Last winter, Cam McRae was mountain-biking around a blind corner in North Vancouver, British Columbia, when he hit a log lying directly across the path. The 49-year-old flew off his bike and landed on his back. While he was shaken, he wasn’t surprised—it was one of many obstacles McRae has encountered that he believes were deliberately placed in order to harm mountain bikers. In December, two area riders set up wildlife cameras and caught Tineke Kraal, a 64-year-old hiker, placing similar traps. She was arrested in January.
Kraal isn’t the only hiker to be accused of trying to injure mountain bikers. In May 2013, a 57-year-old psychiatrist named Jackson Tyler Dempsey was sentenced to 30 days in jail and two years of probation for stringing shoulder-level nylon rope across trails near Ashland, Oregon. In March 2014, a man was caught on camera moving rocks and logs into riders’ paths in Quincy, California. And last June, a mountain biker found plywood boards riddled with protruding nails on singletrack near Carbondale, Colorado.
Why are hikers doing it? Many of them—even those who would never condone sabotage—say that aggressive, inconsiderate mountain bikers are ruining their trail experience. “One of the places I ride is technically open to hiking,” says Pete Olsen, vice president of the American Hiking Society. “But I would never go there to hike, because there are too many bikes.” With 8.5 million Americans pedaling the nation’s trails, that’s a growing sentiment. Olsen believes the solution may be to convert certain paths from heavy- to single-use, a designation that allows only one type of user on a given trail.

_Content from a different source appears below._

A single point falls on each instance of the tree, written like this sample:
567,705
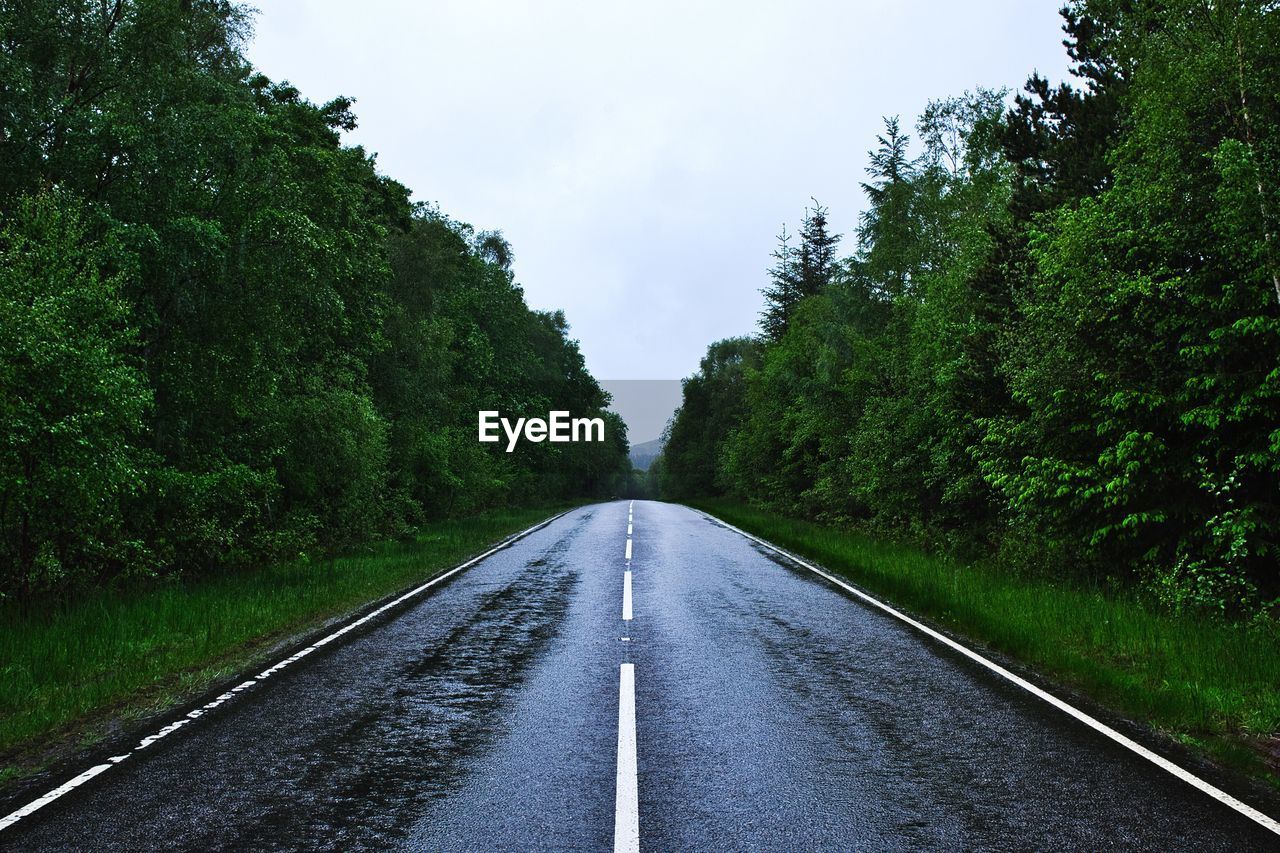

It’s an approach that’s gaining momentum. “If people can’t get along, we have to segregate them,” says Cam Lockwood, founder of Trails Unlimited, which helped the Forest Service develop a proposal for converting several trails to single uses near Ashland, Oregon. “There need to be places where people can experience nature with a little more tranquility,” says Olsen.
That idea isn’t popular with everyone. “For a long time, IMBA has said that shared trails unite trail users,” says Mark Eller, spokesman for the International Mountain Biking Association. Some think it would even feed the conflict. “When you start to say that somebody isn’t allowed in a certain place, you are setting up tensions,” says McRae.
But there may be something to it: many trails in the United States are already user specific. Hikers, for example, are allowed to travel the Pacific Crest Trail without interference from bikes. Perhaps mountain bikers deserve to bomb terrain without having to worry about hikers on blind corners.
Jackson, Wyoming, recently switched two trails in its heavily trafficked Cache Creek system to hike- or bike-only—a move that was five years in the making. “It took lots of community planning,” says Lauren Dickey, education director of the nonprofit Friends of Pathways. “But we thought it was important to keep the most users happy.”
It’s not feasible to institute that kind of policy nationwide, and it may be controversial, but unless the most unruly mountain bikers become more courteous—and the most ornery hikers become more welcoming—it may be the best option.